May 2021 - National Map Reading Week
by Nigel Williams
These skills are simple and dont require numeracy. The skills required should match our walking experience. If that is achieved confidence levels will rise and perhaps more people will want to explore the countryside more often. Accept that everyone makes navigation errors but the skills improve with practice. Even if you are not responsible for navigating, have a map to hand and follow the progress identifying features and the distance covered.
Plan progressive walks
Build confidence with the map symbols and scale. Start by choosing routes that keep to large, simple handrail features e.g. tracks and paths. This will reduce the chance of navigation errors.
A second stage would be a mix of handrails and short cross country sections to another handrail (cutting corners) or big, obvious point feature (hill top). The third progression would be going cross country between smaller points features without handrails, probably requiring a good range of strategies and technical compass work and relocation skills.
Planning your route
Spend time studying the map and planning the route, to create a handrail to follow. Try to visualise the ground and know what to expect and see.
Timing a journey
Estimate the likely speed of travel over the day. Almost all walking maps are 1km across a grid square, 1.5km diagonally. We all walk at different speeds but estimating the day based on 3kph (20 minutes across a grid square) allows for regular stops. If walking uphill add a minute for each contour crossed going uphill. Treat downhill the same as being on the flat.
Setting up to navigate
Have the map and compass readily available and easy to use, ideally waterproof and in a pocket. Fold the map to the area being walked (about A5 size) and have the compass available to be held on the map with one hand so the two items are used as one.
Map and compass hung around the neck compromise the core skill of map setting. Be able to hold them in a comfortable position for ease of reading and so that they can be held up near arms length at eye level to accurately align features on the ground with the map and vice versa.

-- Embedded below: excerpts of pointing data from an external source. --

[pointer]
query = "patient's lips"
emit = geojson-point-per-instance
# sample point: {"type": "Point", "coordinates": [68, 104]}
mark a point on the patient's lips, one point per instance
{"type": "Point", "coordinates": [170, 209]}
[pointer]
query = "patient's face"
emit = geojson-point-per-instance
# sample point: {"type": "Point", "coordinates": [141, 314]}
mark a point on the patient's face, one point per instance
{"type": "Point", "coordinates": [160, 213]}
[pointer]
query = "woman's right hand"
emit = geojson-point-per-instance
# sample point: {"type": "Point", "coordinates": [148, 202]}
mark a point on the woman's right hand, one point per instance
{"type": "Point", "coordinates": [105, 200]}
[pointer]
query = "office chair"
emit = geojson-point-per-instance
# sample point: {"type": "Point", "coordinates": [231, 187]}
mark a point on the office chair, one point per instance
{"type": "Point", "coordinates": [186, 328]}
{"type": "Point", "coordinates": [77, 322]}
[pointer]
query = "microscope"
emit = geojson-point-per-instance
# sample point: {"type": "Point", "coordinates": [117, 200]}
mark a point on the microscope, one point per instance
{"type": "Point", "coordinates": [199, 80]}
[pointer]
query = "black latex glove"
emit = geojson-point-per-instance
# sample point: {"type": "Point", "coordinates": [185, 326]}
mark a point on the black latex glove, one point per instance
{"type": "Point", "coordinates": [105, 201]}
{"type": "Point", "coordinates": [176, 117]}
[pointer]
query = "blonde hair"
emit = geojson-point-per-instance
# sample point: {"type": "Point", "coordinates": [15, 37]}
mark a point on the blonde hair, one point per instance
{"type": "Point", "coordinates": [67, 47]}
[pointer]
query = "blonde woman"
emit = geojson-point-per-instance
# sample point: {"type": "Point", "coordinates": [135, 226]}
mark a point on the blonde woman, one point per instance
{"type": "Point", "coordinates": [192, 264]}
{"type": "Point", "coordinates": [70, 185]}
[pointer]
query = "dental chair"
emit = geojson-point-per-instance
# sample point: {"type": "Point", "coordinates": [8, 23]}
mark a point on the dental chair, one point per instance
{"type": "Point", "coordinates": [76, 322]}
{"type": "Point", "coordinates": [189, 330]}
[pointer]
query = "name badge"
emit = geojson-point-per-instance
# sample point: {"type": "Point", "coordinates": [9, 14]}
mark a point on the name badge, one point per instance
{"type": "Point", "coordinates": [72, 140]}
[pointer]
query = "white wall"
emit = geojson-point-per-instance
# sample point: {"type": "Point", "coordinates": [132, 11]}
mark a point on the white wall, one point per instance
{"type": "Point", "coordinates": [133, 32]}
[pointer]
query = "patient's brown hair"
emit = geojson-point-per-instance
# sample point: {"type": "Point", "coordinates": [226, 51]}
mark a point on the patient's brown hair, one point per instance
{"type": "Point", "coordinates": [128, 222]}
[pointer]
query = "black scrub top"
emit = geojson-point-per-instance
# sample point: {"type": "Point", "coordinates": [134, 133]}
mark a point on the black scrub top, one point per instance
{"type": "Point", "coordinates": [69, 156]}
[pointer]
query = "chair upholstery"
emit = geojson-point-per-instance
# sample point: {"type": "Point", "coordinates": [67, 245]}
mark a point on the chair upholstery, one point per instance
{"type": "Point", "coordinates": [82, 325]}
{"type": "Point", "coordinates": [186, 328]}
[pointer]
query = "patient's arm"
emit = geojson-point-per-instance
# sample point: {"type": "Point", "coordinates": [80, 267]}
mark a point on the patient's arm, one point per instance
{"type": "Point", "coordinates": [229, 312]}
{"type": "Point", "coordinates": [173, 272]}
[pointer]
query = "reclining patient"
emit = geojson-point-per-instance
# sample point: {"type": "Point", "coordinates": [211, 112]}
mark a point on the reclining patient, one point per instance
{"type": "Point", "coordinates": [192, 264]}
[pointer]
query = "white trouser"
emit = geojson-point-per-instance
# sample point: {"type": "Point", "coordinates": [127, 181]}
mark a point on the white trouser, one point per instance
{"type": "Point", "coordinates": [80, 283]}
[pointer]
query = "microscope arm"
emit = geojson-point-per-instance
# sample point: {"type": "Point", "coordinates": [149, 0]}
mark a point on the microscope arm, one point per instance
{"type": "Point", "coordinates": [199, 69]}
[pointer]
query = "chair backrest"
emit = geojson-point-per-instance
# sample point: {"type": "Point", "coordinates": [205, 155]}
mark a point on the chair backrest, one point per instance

Re-tie the loop of cord that often comes with the compass as a single cord with one end tied to the compass and tie a loop big enough to thread the compass through at the other end. Attach to a belt loop or pocket zip.
The single most important navigation skill is setting or orientating the map. Either by the features around you or by simply ensuring the red end of the compass needle points to the top of the map where the title is. The needle should be aligning accurately with the north south grid lines.
Look around and take in information. Think about the relationship between objects you see. This helps set the map and follow progress using tick off features.
Tick off features
Be curious to identify features on the map and on the ground whilst you are walking. Bends in the path, crossing streams, edge of woods, fence bends etc. Tick off features as you travel along the route.
Recognise Catching features - identify things beyond the decision making points on your route. It is very easy if you dont see what you expect, to keep on walking. A catching feature might be a stream crossing the path beyond the turning you should have taken. Using timing or pacing can also act as mental catching features.
Contours provide about a third of the map information available to the walker. They portray the shape of the terrain around you. Learn to include this third dimension when navigating.
As a back up to the map and compass, download a free app to your mobile phone that can give you a grid reference of your location (no signal required). It wont drain the battery like digital mapping does and it is free. Also useful if you need help.
Practice for confidence
A wise navigator once said that "Navigation is 25% map work, 25% compass work and 50% confidence in the other two". The individual skills of navigation are easy and practice builds confidence.